The day that thousands of Upper East Side NYC residents have been waiting for is finally here! January 1st, 2017 marked the opening of the Second Avenue Subway line. For those of you who did not know, an initial project idea was introduced in 1929 and failed to go through several times during the course of the 20th century. Phase 1 had finally been commenced in 2007 which means it took about 10 years for it to be completed. Four new stations have been built up until now: 63rd, 72nd, 86th and 96th Streets. I happened to live close to the 72nd St station and what I can tell by far – this is one of the coolest stations in an entire New York City! Let me take you on a tour and show you what’s inside.

As expected, the station is very modern looking and what I’ve heard so far, it is one of the most ambitious contemporary art projects that the Metropolitan Transportation Authority has ever undertaken. At the beginning of 2009, 4 out of 300 artists around the world were selected to transform the stations into their own installations. I used the 72nd St station today for the first time and took some photos there.

The work featured in 72nd St station is by Brazilian artists Vik Muniz who lives between New York City and Rio de Janeiro.
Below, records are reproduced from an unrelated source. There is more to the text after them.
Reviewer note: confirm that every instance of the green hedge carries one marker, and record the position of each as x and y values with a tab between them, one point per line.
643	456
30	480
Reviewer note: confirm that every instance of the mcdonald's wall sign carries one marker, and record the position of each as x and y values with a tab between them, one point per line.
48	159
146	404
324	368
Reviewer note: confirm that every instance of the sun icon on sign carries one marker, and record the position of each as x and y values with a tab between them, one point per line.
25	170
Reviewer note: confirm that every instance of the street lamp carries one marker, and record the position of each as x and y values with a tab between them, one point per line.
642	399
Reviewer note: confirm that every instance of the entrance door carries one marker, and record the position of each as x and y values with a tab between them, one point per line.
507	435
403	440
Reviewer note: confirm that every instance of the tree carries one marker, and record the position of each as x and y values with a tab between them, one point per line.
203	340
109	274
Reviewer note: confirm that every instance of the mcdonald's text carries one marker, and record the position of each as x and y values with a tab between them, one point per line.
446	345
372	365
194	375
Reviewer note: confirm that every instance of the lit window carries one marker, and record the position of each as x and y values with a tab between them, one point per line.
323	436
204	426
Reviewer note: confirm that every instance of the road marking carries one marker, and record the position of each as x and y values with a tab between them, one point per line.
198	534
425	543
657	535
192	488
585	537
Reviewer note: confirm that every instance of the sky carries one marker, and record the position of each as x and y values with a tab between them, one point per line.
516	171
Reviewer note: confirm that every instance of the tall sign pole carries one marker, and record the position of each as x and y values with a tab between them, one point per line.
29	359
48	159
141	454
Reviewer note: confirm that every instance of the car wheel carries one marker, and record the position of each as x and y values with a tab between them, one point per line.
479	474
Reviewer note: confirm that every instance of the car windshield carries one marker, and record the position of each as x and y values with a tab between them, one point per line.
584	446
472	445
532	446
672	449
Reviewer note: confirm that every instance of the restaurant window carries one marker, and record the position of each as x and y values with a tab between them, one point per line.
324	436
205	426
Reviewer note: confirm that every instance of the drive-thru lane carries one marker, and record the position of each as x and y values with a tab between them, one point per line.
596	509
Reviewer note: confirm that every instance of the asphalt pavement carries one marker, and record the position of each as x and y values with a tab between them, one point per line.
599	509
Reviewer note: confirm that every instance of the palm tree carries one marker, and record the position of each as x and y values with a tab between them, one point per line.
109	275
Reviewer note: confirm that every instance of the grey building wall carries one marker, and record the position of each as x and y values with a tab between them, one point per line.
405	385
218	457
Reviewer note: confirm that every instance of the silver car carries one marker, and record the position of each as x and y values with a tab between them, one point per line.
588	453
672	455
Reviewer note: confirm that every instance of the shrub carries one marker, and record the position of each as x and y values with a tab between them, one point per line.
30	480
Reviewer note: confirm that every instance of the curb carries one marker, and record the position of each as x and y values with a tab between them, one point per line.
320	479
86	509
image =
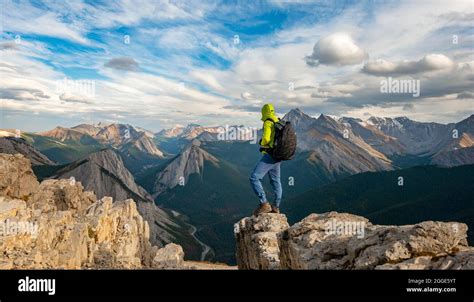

“Perfect Strangers” is the collection of life size portraits of people waiting for a train. Mosaics were created based on staged photographs of people that Vik Muniz knows in real life. Let’s take a look:


As you enter the first underground level, vast vestibule opens up with majority of art pieces located on perimeter:

A lady got inspired and makes a drawing of the figures:

Mr. Muniz’s son, 26 years old Gaspar, was posing for his father dressed up as a Times Square mascot:

As we all know, you can meet celebrities in NYC subway from tie to time. Waris Ahluwalia is featured in this series:

A nurse and a gay couple holding hands:

Stairs to the train platforms:

Policeman with an ice cream:

Mr. Muniz himself in a comic scene loosing documents from his briefcase:

Famous restaurateur Daniel Boulud, holding a bag with a fish tail sticking out and a lady dressed in traditional Indian clothe:

And of course an iconic NYC saxophonist:

If these art works don’t wow you then I don’t know what does because they are fantastic and represent New Yorkers so well.

“In the subway you really don’t end up remembering anything but the people,” Mr. Muniz said. “You remember the characters, and you make up stories about them.”